5. Applicants state that the inability of the Fund Servicing Applicants to continue to serve as investment adviser or sub-adviser to the Funds would result in potential hardship for the Funds and their shareholders. Applicants will distribute to the boards of directors of the Funds (“Boards”), as soon as reasonably practicable and to the extent not already completed, written materials regarding the Judgment, any impact on the Funds, and the application. These materials will include an offer to meet in person to discuss the materials with each Board, including the directors who are not “interested persons,” as defined in section 2(a)(19) of the Act, of the Fund, and their independent legal counsel as defined in rule 0-1(a)(6) under the Act, if any. Applicants state they will provide each Board with all information concerning the Judgment and the application that is necessary for the Funds to fulfill their disclosure and other obligations under the federal securities laws.
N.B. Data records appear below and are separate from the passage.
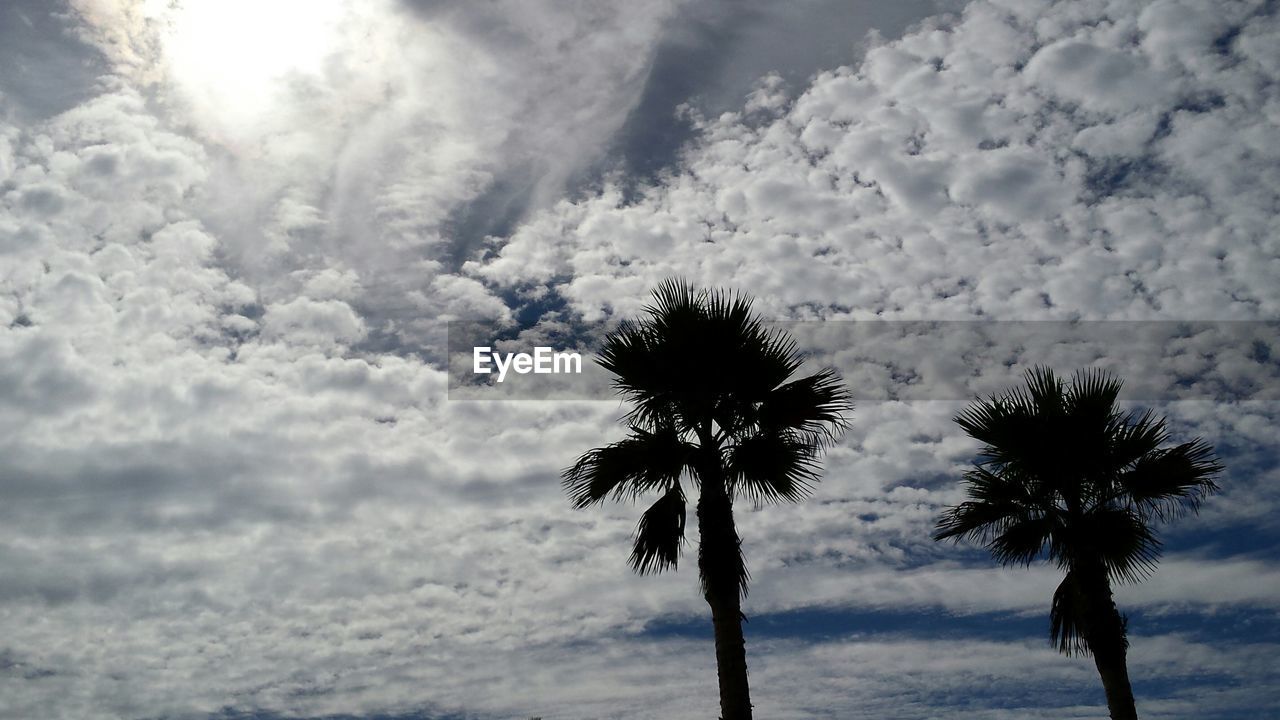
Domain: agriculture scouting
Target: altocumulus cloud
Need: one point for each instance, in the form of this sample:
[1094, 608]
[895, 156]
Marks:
[231, 477]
6. Applicants also state that, if the Fund Servicing Applicants were barred from providing investment advisory services to the Funds, the effect on their businesses and employees would be severe. Applicants state that the Fund Servicing Applicants have committed substantial capital and other resources to establish an expertise in advising and sub-advising Funds. Applicants further state that prohibiting the Applicants from engaging in Fund Service Activities would not only adversely affect their businesses, but would also adversely affect approximately 52 employees who are actively involved in those activities.
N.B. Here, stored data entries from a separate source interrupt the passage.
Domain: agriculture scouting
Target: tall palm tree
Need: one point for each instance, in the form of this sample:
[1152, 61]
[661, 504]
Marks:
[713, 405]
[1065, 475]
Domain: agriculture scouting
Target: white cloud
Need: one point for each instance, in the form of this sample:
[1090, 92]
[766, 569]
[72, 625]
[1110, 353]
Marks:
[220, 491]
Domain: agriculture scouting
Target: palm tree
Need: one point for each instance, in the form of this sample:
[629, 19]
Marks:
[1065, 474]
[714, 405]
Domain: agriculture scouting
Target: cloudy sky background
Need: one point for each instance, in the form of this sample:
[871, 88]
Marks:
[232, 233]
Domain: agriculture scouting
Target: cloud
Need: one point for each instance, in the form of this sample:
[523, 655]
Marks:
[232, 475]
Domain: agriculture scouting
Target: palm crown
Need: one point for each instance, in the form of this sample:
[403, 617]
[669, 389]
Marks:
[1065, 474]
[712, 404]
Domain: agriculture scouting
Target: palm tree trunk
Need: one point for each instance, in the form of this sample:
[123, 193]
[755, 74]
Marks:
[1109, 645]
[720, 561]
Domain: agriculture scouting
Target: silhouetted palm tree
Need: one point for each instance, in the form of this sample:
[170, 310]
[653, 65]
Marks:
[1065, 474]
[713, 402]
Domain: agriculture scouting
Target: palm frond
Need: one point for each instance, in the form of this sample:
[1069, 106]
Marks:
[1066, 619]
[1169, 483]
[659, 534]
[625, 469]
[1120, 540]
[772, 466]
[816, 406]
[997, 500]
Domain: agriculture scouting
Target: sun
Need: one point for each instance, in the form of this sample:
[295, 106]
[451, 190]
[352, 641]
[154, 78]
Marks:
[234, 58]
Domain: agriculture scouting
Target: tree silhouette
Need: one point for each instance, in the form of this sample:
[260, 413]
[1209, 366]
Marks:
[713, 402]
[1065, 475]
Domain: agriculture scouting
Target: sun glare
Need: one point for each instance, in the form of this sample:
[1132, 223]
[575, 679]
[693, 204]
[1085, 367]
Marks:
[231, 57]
7. Applicants previously have received exemptions under section 9(c) as the result of conduct that triggered section 9(a) as described in greater detail in the application.

Applicants' Condition

Applicants agree that any order granting the requested relief will be subject to the following condition:

Any temporary exemption granted pursuant to the application shall be without prejudice to, and shall not limit the Commission's rights in any manner with respect to, any Commission investigation of, or administrative proceedings involving or against, Covered Persons, including, without limitation, the consideration by the Commission of a permanent exemption from section 9(a) of the Act requested pursuant to the application or the revocation or removal of any temporary exemptions granted under the Act in connection with the application.

Temporary Order

The Commission has considered the matter and finds that Applicants have made the necessary showing to justify granting a temporary exemption.

Accordingly,

It is hereby ordered, pursuant to section 9(c) of the Act, that Applicants and any other Covered Persons are granted a temporary exemption from the provisions of section 9(a), solely with respect to the Injunction, subject to the condition in the application, from December 16, 2009, until the Commission takes final action on their application for a permanent order.

Start Signature

By the Commission.

Florence E. Harmon,

Deputy Secretary.

End Signature End Supplemental Information

Footnotes

1.  Applicants request that any relief granted pursuant to the application also apply to any other company of which Investools is or hereafter may become an affiliated person within the meaning of section 2(a)(3) of the Act (together with the Applicants, the “Covered Persons”).

Back to Citation

2.  “Fund Service Activities” refers to serving or acting in the capacity of employee, officer, director, member of an advisory board, investment adviser, or depositor of any registered investment company, or principal underwriter for any registered open-end company, registered unit investment trust, or registered face-amount certificate company. Any registered investment company to which a Covered Person provides Fund Service Activities is a “Fund.”

Back to Citation

3.  Securities and Exchange Commission v. Investools Inc., Michael J. Drew and Eben D. Miller, Final Judgment as to Defendant Investools Inc., 09 Civ. 02343 (D.D.C. December 16, 2009).